Solr Project using Solr Core as a Search Engine
In this article, we are going to introduce a Solr Project using Solr Core as a Search Engine.
1. Introduction
Apache Solr is an open-source search platform based on Apache Lucene. It’s written in Java. A Solr Core refers to a single index and associated transaction log and configuration files. We can perform operations like indexing, analyzing, searching at a Solr Core. It supports Windows, Linux, and UNIX operating system. In this example, I will demonstrate the following items with a Windows 10 OS machine:
- Download & Install Apache Solr
- Start a Solr Server as a Single Instance
- Common Solr commands
- Solr Admin Console
- Restful Search Query
2. Pre-requisites
The Apache Solr requires JRE 7+. Please click here to install.
3. Install Solr on Windows
3.1 Download
In this step, I will download from Apache Solr Download site. I downloaded solr-8.6.3.tgz.
3.2 Install
In this step, I will unpack solr-8.6.3.tgz to C:\MaryZheng\DevTools\solr-8.6.3.tar, and then unzip it to C:\MaryZheng\DevTools\solr.
3.3 Solr Folder Structure
Navigate to the Solr home directory – C:\MaryZheng\DevTools\solr\solr-8.6.3\. Capture the screenshot.
I will explain the following folders:
- bin directory contains the commands to start, stop, etc commands. There is no need to change anything else. Please note when a Solr server is started, a solr-{port}.port file is created. It will be removed when the server is stopped.
- contrib directory contains all the components.

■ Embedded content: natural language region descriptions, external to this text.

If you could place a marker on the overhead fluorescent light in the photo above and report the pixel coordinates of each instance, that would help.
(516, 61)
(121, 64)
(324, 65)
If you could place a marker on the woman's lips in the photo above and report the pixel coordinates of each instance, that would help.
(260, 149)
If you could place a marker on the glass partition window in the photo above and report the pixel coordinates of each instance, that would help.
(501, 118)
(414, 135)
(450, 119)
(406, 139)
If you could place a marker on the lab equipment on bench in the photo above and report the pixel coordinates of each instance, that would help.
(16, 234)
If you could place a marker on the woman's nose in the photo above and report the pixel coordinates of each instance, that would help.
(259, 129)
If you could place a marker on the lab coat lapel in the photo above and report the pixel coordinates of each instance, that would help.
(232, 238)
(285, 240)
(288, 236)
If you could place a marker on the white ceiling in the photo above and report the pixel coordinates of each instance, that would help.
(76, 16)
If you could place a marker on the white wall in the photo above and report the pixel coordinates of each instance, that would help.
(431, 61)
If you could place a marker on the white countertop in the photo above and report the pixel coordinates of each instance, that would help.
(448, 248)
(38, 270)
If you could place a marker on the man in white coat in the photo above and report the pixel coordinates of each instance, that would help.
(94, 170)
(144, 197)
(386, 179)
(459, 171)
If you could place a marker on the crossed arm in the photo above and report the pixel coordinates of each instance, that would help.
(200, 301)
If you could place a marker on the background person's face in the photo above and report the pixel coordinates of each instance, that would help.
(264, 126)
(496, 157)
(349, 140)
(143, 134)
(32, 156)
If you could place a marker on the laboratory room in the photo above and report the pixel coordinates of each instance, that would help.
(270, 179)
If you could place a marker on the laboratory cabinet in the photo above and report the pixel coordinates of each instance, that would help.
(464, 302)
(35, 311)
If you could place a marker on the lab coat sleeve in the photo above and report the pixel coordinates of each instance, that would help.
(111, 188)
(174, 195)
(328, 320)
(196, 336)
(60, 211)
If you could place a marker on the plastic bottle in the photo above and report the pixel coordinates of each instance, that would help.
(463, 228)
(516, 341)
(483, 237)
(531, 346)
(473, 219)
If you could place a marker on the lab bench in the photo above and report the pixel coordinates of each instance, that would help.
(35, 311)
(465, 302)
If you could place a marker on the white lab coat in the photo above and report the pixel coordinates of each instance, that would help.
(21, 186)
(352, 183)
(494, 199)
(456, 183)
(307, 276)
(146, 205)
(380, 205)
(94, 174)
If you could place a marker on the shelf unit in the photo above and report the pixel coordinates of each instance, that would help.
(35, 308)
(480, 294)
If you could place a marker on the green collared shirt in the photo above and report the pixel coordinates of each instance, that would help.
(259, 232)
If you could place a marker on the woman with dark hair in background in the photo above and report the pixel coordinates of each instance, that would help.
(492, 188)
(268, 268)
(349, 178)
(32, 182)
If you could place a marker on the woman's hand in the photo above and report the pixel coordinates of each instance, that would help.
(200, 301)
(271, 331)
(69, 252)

- dist directory contains all the libraries.
- example directory contains the examples.
- docs directory provides the documentations.
- server directory includes server details. It will create /logs and /tmp directories when starting a server.
Here is what /server/solr directory looks like right after the installation.
Here is what /server/solr directory looks like after created three cores : films, techproducts, and money.
I use a tree command to show all the folders under server\solr.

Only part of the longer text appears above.